This is a good opportunity to compare the new universal semantic layer with the old “semantic layer of the modern data stack”: LookML.
A semantic what?
A semantic layer is a single place to define common business concepts of data (such as what is a customer or how to count revenue).
Shared definitions can be re-used by different users in an organization, like a monthly KPI report, a data exploration done in Tableau, or a data science analysis. If you have a semantic layer, more data users get safer, easier, and more consistent access to data, as many have said over the last few years (yours truly included).

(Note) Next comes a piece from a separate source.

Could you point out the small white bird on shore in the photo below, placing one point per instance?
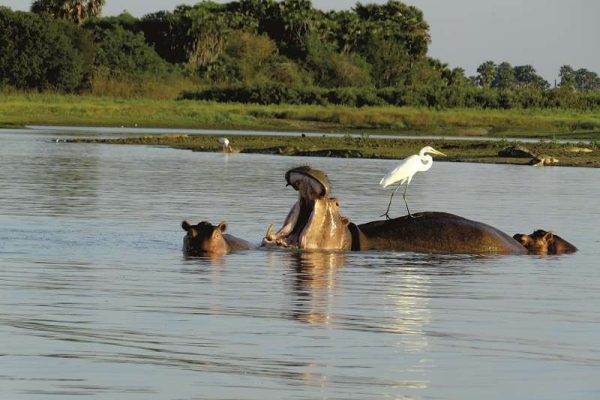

This comparison covers different aspects:
- The developer view: how easy is it to build
- The analytics team view: how flexible it is
- The engineer view: performance and maintenance
- The CFO view: cost
The basics: who are they
Looker (acquired by Google in 2020) started as a BI tool bundled with a semantic layer called LookML.
However, recently Google moved LookML towards being a universal semantic layer: it has native integrations with Google Sheets, Tableau and PowerBI. The Looker Modeler provides integration with 3rd parties like ThoughtSpot.
Today, both dbt and LookML are a universal semantic layer: Users can use a BI tool like Tableau or a a data science notebook like Jupyter. Every tool will use the same semantics.
In addition, Looker can deliver semantics as a table in the database (not limited to BigQuery).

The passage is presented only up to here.